Colt Technology Services and Ciena say they have completed a successful transatlantic test of a quantum-safe data link, pushing traffic between New York and London at 800 Gbps across 6,900 km of Colt’s land and subsea network. The point is not just speed bragging rights; it is an attempt to show that post-quantum cryptography can ride on top of modern optical infrastructure without slowing the pipe to a crawl.

The timing makes sense. Telecom operators, cloud providers, and data-center networks are starting to prepare for a future where today’s encryption could eventually be vulnerable to quantum computing, while attackers can already archive encrypted traffic now and try to decrypt it later. That ”harvest now, decrypt later” threat has become a useful sales pitch for post-quantum cryptography, but the engineering challenge is harder: security has to scale without kneecapping throughput, especially for AI traffic moving between data centers.
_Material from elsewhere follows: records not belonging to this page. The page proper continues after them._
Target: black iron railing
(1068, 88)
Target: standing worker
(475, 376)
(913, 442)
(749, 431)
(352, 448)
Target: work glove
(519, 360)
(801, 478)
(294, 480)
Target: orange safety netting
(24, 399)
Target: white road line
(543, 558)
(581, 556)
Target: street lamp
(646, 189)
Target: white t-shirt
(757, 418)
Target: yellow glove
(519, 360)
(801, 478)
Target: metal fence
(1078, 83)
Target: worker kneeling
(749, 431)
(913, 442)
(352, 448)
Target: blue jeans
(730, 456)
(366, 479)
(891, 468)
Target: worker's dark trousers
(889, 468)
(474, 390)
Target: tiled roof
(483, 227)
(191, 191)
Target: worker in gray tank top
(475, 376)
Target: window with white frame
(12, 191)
How the Colt-Ciena test was set up

Ciena’s WaveLogic 6 Extreme platform handled the transmission, with post-quantum cryptography aligned to NIST standards and integrated with 1.6 Tbps coherent optical technology. Colt says the test shows that quantum-resistant protection can be added on one of the world’s busiest communications paths without sacrificing the kind of speed enterprise and hyperscale customers now expect.
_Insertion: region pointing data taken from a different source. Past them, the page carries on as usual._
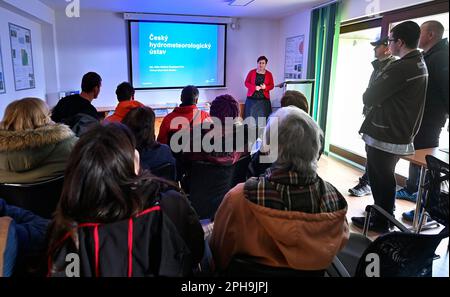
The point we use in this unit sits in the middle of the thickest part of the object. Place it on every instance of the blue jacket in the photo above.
(21, 233)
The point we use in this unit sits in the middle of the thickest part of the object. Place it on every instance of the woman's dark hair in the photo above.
(262, 58)
(124, 91)
(141, 122)
(100, 182)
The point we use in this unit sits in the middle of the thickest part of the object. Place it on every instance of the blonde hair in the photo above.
(25, 114)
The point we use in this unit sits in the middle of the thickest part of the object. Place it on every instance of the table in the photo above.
(419, 159)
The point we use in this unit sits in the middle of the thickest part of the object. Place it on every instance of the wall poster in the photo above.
(293, 65)
(2, 73)
(22, 57)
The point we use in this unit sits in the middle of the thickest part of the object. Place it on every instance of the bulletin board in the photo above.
(293, 65)
(22, 57)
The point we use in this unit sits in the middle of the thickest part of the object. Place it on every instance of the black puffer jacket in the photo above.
(397, 100)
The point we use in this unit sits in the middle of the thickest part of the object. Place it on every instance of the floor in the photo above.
(344, 177)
  • Speed tested: 800 Gbps
  • Route: New York to London
  • Distance: 6,900 km
  • Platform: Ciena WaveLogic 6 Extreme
  • Security: post-quantum cryptography compliant with NIST standards

Colt’s broader security push

This was not a one-off science project. Colt has already been pushing a mix of post-quantum cryptography, quantum key distribution, symmetric key infrastructure and hybrid security architectures across its terrestrial and subsea network. That broader menu matters because different customers will want different levels of protection, and the industry still has to decide how much quantum-ready security is enough before the threat becomes less theoretical and more expensive.

There is also a commercial subplot here. In 2024, the companies said they had delivered the industry’s first transatlantic signal at 1.2 Tbps, and in 2025 they unveiled a new terabit-scale network for hyperscalers. The latest test shifts the focus from simple capacity gains to security, which is probably where the real spending pressure will come from next.
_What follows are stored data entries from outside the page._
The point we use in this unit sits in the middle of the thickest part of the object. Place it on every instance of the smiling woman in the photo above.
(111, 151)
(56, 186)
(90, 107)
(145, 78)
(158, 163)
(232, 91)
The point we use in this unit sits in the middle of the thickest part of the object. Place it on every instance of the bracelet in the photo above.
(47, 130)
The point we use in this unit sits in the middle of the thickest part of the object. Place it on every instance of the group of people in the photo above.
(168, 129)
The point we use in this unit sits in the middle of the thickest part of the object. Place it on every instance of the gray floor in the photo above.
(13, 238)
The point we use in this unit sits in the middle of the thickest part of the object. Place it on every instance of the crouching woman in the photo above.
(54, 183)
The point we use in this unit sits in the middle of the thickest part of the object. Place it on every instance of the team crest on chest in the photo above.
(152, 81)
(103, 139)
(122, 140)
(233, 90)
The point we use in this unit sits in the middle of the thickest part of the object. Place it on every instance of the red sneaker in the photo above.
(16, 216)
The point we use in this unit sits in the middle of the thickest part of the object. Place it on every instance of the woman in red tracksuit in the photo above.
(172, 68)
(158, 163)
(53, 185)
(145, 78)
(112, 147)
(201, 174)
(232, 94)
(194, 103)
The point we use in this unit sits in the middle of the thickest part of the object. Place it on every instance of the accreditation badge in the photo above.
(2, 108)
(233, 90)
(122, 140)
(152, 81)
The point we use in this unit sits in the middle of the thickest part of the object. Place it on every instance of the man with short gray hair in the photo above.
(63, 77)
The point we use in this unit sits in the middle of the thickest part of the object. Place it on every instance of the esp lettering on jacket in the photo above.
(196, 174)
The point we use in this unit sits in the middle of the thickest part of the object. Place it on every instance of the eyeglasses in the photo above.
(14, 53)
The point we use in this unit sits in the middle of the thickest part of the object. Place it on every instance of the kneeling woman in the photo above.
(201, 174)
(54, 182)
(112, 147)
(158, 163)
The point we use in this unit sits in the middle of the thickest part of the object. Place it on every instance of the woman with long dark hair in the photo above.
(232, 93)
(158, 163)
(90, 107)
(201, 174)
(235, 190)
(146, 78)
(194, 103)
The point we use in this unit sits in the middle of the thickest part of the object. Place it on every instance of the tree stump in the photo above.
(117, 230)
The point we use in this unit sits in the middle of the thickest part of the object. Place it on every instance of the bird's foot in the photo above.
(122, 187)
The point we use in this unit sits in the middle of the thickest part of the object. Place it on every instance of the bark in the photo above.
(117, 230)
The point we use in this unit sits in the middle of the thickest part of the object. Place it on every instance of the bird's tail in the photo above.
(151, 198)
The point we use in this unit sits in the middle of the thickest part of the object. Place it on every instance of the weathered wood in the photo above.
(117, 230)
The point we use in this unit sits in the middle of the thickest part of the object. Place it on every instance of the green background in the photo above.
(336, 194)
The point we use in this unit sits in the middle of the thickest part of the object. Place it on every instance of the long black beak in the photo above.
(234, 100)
What happens next for transatlantic optics

The obvious question is whether other carriers can match this combination of speed and quantum-safe protection quickly enough to matter. If AI workloads keep driving more east-west traffic between major cloud hubs, transatlantic networks will need to do two things at once: get faster and get harder to break. That is a tougher sell than pure bandwidth, but it is also where the next round of competitive differentiation is headed.